A REPORT on the state of broadcasting in Zimbabwe has called on the country’s national unity government to implement reforms in the sector to enable its full transformation into a competitive and diverse industry, writes a journalism.co.za correspondent.

The report, titled 'Public Broadcast Services in Africa Series, On Air', the report highlights the problems caused by the state's stranglehold on broadcasting which has resulted in the state-controlled Zimbabwe Broadcasting Holdings (ZBH) enjoying a monopoly.

On Air was written by Dr Sarah Chiumbu, a Zimbabwean who held various media roles in Harare before moving to South Africa where she’s now a lecturer at Wits University.

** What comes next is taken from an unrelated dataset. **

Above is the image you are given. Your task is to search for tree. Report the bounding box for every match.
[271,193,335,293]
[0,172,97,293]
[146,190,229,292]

The report is a result of the research that started in 2008 with the aim of collecting, collating and writing up information about regulation, ownership, access, performance as well as the prospects of public broadcasting reform in Africa.

It has been published by the Open Society Institute (OSI) and the Africa Governance Monitoring and Advocacy Project (AfriMAP), with the facilitation of the Media Institute of Southern Africa (Zimbabwe Chapter). On Air is part of a continental study which assesses public broadcast media in 11 African countries.

The other countries included in the 11 country survey on African broadcast media are Nigeria, Benin, Cameroon, Kenya, Uganda, Malawi, Mozambique, Namibia, Zambia and South Africa.

The report on Zimbabwe is the first country report to be launched, and follows a roundtable conference with stakeholders in the country on the 30th of September 2009.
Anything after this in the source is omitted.